San Pablo Bay is a shallow tidal estuary that forms the northern extension of San Francisco Bay in northern California in the United States. It receives the waters of the Sacramento and San Joaquin rivers, via Suisun Bay and the Carquinez Strait on its east end, and it connects to San Francisco Bay on its south end. The bay is heavily silted from the contributions of the two rivers, which themselves drain most of the Central Valley of California. At the Napa Sonoma Marsh San Pablo bay also receives the waters of Sonoma Creek , Petaluma River, and the Napa River, the latter of which flows into the Carquinez Strait via the Mare Island Strait near its entrance into the bay.
The bay is approximately 10 miles (16 km) across and has an area of approximately 90 square miles (240 km²).
The bay is shared between Contra Costa, Solano, Sonoma and Marin counties, the boundaries of which meet near the center of the bay.
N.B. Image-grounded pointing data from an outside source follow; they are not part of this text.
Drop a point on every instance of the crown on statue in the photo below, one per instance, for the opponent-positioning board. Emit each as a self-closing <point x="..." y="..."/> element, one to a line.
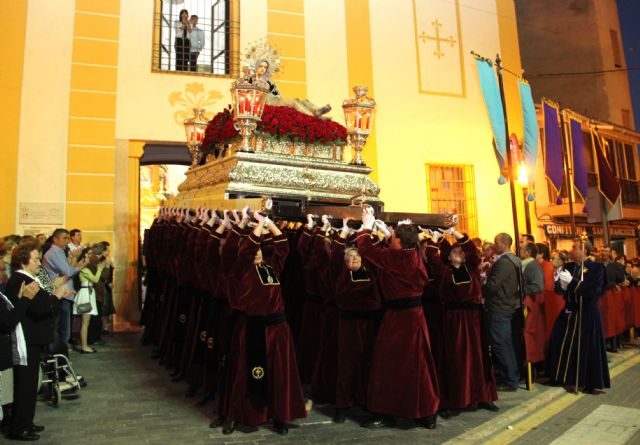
<point x="263" y="50"/>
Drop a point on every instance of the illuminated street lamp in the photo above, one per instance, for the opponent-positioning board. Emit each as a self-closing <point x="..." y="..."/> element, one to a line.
<point x="194" y="128"/>
<point x="523" y="180"/>
<point x="358" y="115"/>
<point x="248" y="95"/>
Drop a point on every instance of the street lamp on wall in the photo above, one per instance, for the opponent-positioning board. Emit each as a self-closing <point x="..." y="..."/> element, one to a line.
<point x="358" y="116"/>
<point x="194" y="128"/>
<point x="248" y="95"/>
<point x="523" y="180"/>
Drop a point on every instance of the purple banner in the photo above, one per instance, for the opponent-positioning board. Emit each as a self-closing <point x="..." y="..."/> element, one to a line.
<point x="579" y="164"/>
<point x="553" y="167"/>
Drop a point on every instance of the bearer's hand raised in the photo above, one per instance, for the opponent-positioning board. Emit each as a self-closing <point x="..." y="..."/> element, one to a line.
<point x="368" y="218"/>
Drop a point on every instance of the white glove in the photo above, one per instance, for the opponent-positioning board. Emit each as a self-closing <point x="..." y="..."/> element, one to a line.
<point x="326" y="222"/>
<point x="565" y="278"/>
<point x="345" y="225"/>
<point x="382" y="227"/>
<point x="368" y="219"/>
<point x="245" y="213"/>
<point x="310" y="222"/>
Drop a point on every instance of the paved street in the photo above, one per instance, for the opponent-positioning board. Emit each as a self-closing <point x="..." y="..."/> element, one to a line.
<point x="131" y="399"/>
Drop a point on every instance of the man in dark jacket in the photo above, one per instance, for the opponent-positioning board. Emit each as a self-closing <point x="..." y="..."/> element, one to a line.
<point x="501" y="295"/>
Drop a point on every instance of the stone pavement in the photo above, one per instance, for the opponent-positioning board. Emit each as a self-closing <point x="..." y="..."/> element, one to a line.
<point x="131" y="400"/>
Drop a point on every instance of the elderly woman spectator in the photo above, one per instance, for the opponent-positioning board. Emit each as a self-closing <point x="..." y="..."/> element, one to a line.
<point x="13" y="348"/>
<point x="37" y="326"/>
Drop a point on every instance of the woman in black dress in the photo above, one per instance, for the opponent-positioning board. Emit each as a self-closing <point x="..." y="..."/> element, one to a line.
<point x="37" y="325"/>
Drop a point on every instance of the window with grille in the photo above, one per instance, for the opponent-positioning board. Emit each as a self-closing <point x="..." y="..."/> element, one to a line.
<point x="211" y="47"/>
<point x="452" y="188"/>
<point x="615" y="48"/>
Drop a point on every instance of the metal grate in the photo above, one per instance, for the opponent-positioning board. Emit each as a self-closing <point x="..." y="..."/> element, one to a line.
<point x="452" y="187"/>
<point x="220" y="33"/>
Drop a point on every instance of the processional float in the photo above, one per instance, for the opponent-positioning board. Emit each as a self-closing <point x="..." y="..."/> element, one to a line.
<point x="282" y="156"/>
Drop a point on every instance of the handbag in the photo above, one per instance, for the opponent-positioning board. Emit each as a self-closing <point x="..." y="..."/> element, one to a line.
<point x="85" y="306"/>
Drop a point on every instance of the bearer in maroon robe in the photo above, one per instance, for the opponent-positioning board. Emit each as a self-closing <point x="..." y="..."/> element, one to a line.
<point x="403" y="379"/>
<point x="466" y="378"/>
<point x="325" y="374"/>
<point x="265" y="382"/>
<point x="308" y="346"/>
<point x="359" y="306"/>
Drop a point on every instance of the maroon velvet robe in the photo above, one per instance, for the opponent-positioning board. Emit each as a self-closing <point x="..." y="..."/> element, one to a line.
<point x="308" y="347"/>
<point x="403" y="379"/>
<point x="467" y="377"/>
<point x="253" y="297"/>
<point x="355" y="293"/>
<point x="325" y="374"/>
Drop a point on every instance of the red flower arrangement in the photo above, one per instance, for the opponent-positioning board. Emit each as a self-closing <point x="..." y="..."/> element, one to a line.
<point x="219" y="130"/>
<point x="279" y="122"/>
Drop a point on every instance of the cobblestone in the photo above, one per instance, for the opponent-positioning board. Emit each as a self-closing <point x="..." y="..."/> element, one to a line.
<point x="131" y="399"/>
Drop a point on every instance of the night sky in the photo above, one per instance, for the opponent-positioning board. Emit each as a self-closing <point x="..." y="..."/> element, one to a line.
<point x="629" y="13"/>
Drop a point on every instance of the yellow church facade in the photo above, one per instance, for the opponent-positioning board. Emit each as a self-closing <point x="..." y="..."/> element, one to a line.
<point x="86" y="92"/>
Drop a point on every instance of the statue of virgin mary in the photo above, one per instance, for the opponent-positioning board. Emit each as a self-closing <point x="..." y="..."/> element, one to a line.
<point x="263" y="60"/>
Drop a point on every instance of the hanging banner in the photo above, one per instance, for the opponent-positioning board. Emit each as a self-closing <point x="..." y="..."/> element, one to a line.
<point x="531" y="131"/>
<point x="578" y="155"/>
<point x="493" y="102"/>
<point x="607" y="181"/>
<point x="554" y="166"/>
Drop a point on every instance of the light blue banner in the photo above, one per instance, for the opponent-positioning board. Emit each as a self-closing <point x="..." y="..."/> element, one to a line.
<point x="491" y="94"/>
<point x="531" y="131"/>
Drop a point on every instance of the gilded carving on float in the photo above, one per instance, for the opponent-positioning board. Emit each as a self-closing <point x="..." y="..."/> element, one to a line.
<point x="192" y="97"/>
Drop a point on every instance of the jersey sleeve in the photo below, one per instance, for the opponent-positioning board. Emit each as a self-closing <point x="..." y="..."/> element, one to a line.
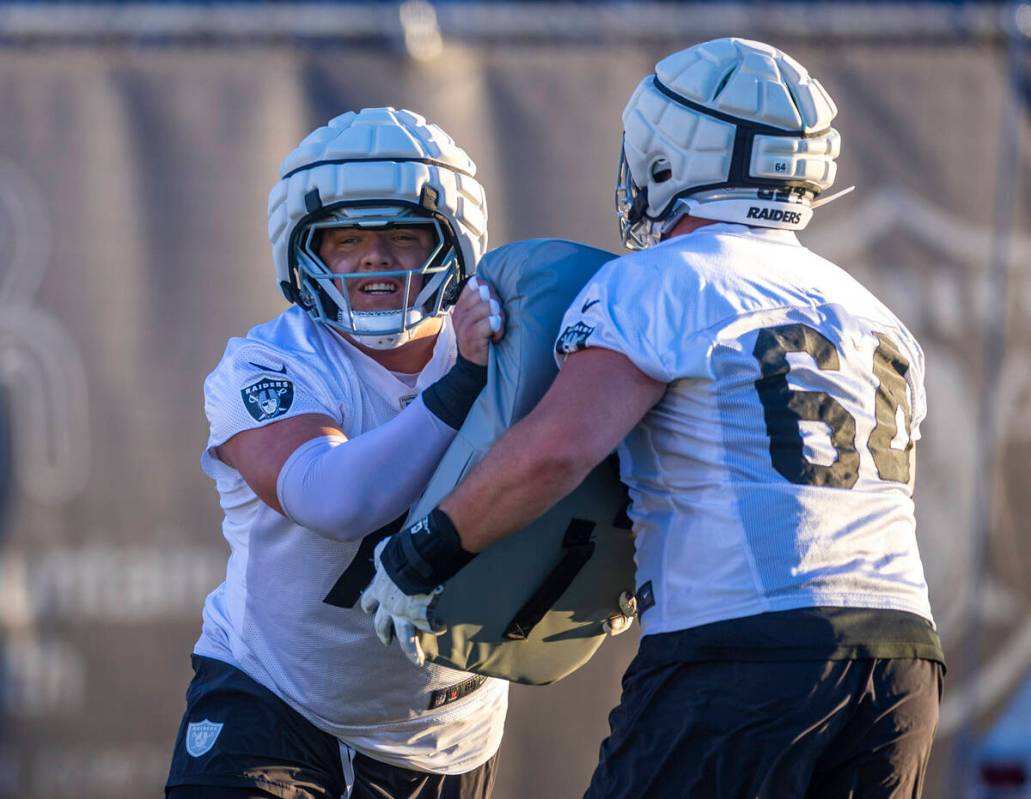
<point x="637" y="310"/>
<point x="256" y="384"/>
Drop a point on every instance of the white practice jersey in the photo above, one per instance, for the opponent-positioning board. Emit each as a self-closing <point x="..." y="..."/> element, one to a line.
<point x="270" y="619"/>
<point x="777" y="470"/>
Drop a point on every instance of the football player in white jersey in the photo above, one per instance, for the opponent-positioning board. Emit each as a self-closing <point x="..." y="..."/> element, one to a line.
<point x="765" y="407"/>
<point x="325" y="425"/>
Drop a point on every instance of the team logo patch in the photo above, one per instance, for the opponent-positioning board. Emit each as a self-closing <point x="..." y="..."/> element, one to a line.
<point x="447" y="695"/>
<point x="268" y="398"/>
<point x="573" y="338"/>
<point x="201" y="736"/>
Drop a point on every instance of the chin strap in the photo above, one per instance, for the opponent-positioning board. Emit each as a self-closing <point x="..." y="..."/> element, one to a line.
<point x="830" y="198"/>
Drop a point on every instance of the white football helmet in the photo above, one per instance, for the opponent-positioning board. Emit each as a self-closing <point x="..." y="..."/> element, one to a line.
<point x="729" y="130"/>
<point x="377" y="168"/>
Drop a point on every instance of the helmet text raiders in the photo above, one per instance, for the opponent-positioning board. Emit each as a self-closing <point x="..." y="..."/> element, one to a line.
<point x="376" y="169"/>
<point x="729" y="130"/>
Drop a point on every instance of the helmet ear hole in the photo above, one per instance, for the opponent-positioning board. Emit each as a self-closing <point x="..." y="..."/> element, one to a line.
<point x="661" y="170"/>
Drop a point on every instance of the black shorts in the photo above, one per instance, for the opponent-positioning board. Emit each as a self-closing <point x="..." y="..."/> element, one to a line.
<point x="237" y="734"/>
<point x="769" y="730"/>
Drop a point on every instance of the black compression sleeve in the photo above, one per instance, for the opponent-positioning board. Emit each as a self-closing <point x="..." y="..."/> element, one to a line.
<point x="451" y="398"/>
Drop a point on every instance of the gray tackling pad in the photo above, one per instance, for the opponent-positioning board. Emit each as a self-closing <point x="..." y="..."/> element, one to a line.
<point x="530" y="608"/>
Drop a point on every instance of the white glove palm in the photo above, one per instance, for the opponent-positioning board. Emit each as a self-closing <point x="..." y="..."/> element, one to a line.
<point x="396" y="613"/>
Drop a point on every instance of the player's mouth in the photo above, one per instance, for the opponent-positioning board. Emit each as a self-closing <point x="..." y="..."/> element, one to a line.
<point x="379" y="288"/>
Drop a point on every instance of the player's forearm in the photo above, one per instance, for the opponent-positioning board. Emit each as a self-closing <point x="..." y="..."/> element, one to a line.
<point x="530" y="469"/>
<point x="346" y="489"/>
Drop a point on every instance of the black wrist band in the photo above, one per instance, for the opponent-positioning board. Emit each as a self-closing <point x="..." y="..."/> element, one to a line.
<point x="451" y="398"/>
<point x="425" y="555"/>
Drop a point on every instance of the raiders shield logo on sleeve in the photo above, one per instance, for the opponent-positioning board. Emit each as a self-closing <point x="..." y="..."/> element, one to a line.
<point x="573" y="338"/>
<point x="268" y="398"/>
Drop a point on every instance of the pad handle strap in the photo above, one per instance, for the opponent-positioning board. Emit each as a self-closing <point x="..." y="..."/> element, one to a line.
<point x="576" y="551"/>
Communities on San Pablo Bay include San Pablo, Pinole, Hercules, Rodeo, Vallejo, Novato, and San Rafael. The city of Richmond is on the peninsula separating San Pablo Bay from San Francisco Bay.
The undeveloped portions of the periphery of the bay are plentiful with salt marshes and mudflats. The bay is a primary wintering stop for the canvasback duck population on the Pacific Flyway, as well as a migratory staging ground for numerous species of waterfowl. Much of the northern shore of the bay is protected as part of the San Pablo Bay National Wildlife Refuge.
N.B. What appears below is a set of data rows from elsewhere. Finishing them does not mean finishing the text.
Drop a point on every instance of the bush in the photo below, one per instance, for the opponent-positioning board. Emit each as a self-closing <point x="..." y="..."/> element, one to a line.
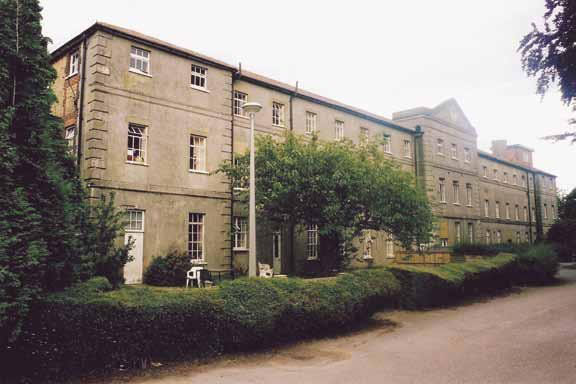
<point x="537" y="265"/>
<point x="169" y="270"/>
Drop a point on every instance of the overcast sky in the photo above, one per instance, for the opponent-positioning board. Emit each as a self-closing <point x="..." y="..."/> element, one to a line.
<point x="383" y="56"/>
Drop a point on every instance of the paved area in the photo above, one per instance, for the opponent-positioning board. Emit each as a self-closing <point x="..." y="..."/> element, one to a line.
<point x="524" y="337"/>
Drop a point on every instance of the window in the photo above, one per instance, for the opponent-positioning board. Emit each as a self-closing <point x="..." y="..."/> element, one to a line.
<point x="338" y="130"/>
<point x="240" y="99"/>
<point x="467" y="155"/>
<point x="387" y="143"/>
<point x="196" y="236"/>
<point x="440" y="147"/>
<point x="364" y="133"/>
<point x="456" y="188"/>
<point x="136" y="144"/>
<point x="140" y="60"/>
<point x="74" y="63"/>
<point x="278" y="114"/>
<point x="471" y="233"/>
<point x="197" y="153"/>
<point x="134" y="220"/>
<point x="312" y="241"/>
<point x="198" y="76"/>
<point x="69" y="136"/>
<point x="441" y="190"/>
<point x="407" y="148"/>
<point x="240" y="233"/>
<point x="458" y="231"/>
<point x="311" y="120"/>
<point x="454" y="151"/>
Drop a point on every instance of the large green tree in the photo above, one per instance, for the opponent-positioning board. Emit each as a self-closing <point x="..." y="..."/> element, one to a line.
<point x="338" y="186"/>
<point x="549" y="55"/>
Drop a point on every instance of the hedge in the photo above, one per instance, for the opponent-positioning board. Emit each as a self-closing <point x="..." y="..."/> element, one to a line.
<point x="91" y="328"/>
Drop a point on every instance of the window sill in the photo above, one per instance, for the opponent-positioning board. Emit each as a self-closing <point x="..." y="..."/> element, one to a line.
<point x="200" y="89"/>
<point x="132" y="70"/>
<point x="137" y="163"/>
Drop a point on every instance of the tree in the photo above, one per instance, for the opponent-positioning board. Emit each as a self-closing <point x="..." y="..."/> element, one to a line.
<point x="549" y="54"/>
<point x="563" y="231"/>
<point x="342" y="188"/>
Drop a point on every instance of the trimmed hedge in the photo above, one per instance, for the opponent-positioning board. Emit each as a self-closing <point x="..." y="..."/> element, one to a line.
<point x="90" y="328"/>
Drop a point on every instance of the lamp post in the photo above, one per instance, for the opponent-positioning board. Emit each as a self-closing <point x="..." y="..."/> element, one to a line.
<point x="252" y="109"/>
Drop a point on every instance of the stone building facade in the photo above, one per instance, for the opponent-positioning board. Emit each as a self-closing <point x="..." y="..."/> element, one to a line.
<point x="151" y="122"/>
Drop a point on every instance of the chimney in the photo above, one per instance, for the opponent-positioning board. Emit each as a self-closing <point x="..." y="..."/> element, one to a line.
<point x="499" y="147"/>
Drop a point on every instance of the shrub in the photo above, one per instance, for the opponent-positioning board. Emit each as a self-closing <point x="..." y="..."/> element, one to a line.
<point x="537" y="265"/>
<point x="169" y="270"/>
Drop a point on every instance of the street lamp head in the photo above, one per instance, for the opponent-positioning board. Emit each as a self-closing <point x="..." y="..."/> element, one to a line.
<point x="252" y="107"/>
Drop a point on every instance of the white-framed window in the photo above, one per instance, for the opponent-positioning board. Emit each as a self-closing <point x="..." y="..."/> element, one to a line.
<point x="440" y="147"/>
<point x="441" y="190"/>
<point x="277" y="114"/>
<point x="69" y="136"/>
<point x="196" y="236"/>
<point x="456" y="189"/>
<point x="276" y="244"/>
<point x="338" y="130"/>
<point x="407" y="148"/>
<point x="134" y="220"/>
<point x="74" y="63"/>
<point x="312" y="241"/>
<point x="387" y="143"/>
<point x="467" y="155"/>
<point x="454" y="151"/>
<point x="136" y="144"/>
<point x="311" y="122"/>
<point x="140" y="60"/>
<point x="240" y="98"/>
<point x="240" y="233"/>
<point x="364" y="134"/>
<point x="458" y="230"/>
<point x="197" y="153"/>
<point x="198" y="76"/>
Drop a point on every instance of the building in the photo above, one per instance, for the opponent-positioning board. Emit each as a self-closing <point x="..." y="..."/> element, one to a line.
<point x="150" y="122"/>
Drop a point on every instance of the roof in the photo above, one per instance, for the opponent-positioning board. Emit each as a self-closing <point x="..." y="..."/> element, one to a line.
<point x="490" y="156"/>
<point x="244" y="75"/>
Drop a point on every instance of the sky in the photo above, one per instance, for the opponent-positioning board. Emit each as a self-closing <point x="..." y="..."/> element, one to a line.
<point x="382" y="56"/>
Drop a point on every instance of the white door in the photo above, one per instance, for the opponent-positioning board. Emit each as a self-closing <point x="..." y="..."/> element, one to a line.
<point x="134" y="231"/>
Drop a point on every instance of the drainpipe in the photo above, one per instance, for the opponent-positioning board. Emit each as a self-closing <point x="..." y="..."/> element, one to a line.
<point x="80" y="117"/>
<point x="529" y="209"/>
Endangered species that are found in the bay include the California brown pelican, California clapper rail, and salt marsh harvest mouse. Saltwater fishes found in the bay include striped bass, surfperch, sturgeon, starry flounder, leopard shark, topsmelt, and anchovy. The bay is a popular destination for recreation fishing.
On the southwestern end, near the town of San Rafael, was the site of a Chinese shrimp-fishing village, where some 500 people lived in the 1880s, sending some 90% of their catch of bay shrimp back to China. The location is now part of China Camp State Park.
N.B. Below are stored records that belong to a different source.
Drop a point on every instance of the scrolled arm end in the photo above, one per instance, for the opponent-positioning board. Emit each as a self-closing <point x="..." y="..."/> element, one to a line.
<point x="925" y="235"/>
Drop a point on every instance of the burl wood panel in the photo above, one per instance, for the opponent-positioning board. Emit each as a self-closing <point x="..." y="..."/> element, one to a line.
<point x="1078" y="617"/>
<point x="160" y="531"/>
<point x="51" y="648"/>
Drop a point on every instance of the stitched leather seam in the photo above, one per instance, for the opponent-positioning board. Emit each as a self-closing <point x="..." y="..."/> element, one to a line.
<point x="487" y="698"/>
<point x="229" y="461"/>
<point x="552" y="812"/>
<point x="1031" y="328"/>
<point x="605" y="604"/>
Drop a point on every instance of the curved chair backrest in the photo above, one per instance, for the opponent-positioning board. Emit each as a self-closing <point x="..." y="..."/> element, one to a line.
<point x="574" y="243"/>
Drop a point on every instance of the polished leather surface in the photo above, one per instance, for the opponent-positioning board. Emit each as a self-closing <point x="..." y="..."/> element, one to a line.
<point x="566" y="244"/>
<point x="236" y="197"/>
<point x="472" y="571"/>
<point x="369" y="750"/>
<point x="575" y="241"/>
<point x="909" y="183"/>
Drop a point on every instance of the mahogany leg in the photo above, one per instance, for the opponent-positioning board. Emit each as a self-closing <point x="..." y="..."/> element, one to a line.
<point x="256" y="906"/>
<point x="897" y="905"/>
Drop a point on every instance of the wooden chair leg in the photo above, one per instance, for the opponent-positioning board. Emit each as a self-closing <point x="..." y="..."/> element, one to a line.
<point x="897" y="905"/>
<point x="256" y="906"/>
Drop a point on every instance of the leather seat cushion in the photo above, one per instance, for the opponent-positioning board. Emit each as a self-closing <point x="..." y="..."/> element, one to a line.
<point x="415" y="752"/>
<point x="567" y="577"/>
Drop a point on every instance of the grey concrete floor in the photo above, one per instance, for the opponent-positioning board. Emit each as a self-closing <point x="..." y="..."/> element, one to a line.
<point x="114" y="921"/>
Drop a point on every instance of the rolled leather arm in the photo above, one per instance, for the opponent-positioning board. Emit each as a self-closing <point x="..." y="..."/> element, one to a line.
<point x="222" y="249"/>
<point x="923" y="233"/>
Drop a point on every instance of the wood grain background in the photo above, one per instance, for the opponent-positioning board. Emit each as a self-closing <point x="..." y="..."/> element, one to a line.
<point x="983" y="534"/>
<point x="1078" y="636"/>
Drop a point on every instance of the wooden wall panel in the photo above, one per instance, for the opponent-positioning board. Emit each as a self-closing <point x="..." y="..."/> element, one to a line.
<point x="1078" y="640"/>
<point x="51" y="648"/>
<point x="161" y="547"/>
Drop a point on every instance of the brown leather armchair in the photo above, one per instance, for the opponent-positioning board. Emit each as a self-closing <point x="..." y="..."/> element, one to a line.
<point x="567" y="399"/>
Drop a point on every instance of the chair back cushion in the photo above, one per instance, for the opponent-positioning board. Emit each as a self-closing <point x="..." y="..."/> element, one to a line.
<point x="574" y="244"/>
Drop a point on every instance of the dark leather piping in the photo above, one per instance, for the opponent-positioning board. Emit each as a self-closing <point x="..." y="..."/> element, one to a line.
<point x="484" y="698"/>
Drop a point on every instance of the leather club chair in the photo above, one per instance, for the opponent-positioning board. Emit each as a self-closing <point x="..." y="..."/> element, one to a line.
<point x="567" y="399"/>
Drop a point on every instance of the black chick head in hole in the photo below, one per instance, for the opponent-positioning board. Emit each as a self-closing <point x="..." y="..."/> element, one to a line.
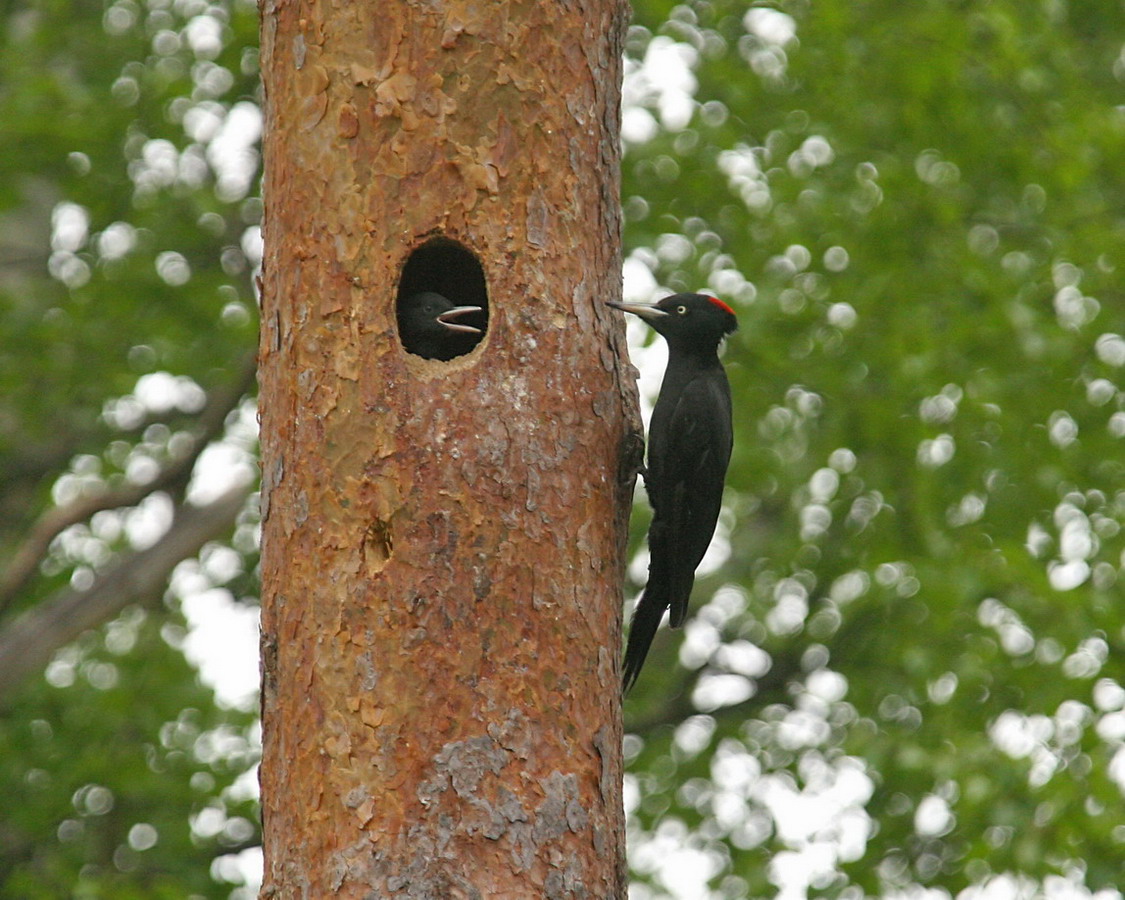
<point x="432" y="326"/>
The airspace above the bay is frequently used for flight training due to its proximity to Oakland International Airport and other local airports, but being outside of San Francisco's Class B airspace.
Because of its great size but shallow waters, San Pablo Bay frequently has difficult boating conditions. The prevailing western wind meets strong currents both at Carquinez Straits and, at the opposite end of the bay, near the Richmond Bridge, to produce large waves, with few areas of retreats for most boats.